We are the generation of Digital World. Our Communication is DIGITAL, Our System is DIGITAL and our outcome expectations are also DIGITAL. Living in this kind of world, even we become DIGITALIZED. We belive what we see and we are not ready to listen, especially to the one who has come to us with PAIN. Funny part is we will ask that person to rate his/her pain in DIGITAL form (VAS). We always eager to know the intensity of pain but not the source of pain.
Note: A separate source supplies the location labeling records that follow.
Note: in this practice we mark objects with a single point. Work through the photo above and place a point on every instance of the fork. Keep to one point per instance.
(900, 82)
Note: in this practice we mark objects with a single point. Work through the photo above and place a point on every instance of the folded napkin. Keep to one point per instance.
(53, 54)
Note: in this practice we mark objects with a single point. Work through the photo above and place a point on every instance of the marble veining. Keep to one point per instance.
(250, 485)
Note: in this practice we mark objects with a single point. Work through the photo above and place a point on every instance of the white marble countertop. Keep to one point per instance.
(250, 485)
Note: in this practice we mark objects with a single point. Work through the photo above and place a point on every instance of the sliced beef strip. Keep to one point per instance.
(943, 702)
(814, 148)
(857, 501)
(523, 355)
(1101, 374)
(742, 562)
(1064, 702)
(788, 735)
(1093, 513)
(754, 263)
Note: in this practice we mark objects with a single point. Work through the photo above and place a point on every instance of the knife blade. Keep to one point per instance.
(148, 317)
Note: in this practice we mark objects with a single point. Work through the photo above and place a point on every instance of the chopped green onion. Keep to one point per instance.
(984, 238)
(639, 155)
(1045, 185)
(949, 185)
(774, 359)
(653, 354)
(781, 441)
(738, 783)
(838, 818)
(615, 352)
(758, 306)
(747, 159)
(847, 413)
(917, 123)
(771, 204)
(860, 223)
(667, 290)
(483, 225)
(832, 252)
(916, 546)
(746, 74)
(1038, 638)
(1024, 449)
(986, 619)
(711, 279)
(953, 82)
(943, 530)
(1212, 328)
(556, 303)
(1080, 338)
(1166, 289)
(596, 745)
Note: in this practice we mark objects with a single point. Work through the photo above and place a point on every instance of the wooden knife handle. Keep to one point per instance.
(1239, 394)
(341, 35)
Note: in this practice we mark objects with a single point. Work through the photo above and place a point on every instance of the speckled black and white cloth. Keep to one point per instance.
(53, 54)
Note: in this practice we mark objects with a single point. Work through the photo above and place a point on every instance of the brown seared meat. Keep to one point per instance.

This is the best criteria which applies for our day to day clinical practice where most of the radiating pains are misdiagnosed as Intraspinal SCIATICA.


Sciatica is defined as lumbar radicular pain along with clinical findings suggestive of nerve root compression.(1) Sciatica can result when the nerve roots in the lower spine are irritated or compressed. Most often, sciatica is caused when the L5 or S1 nerve root in the lower spine is irritated by a herniated disc, degenerative disc disease may irritate the nerve root and cause sciatica(2)(3)(4)(5). Like this many more influenced stuffs are misleaded the concept of Sciatica. But, being a Physical Therapist (A Movement Scientist) our way of examination and Analysis are enormous. A perfect Physical Therapist always feel the muscle, observe the Movement, control the Arthro-kinematics, change the abnormal force vectors across the joint, enhance the Neuro-kinetics, achieve the Functional limitations. With our gifted Kinesiology we can detect the hidden affected strutures which mimics like Intraspinal Sciatica.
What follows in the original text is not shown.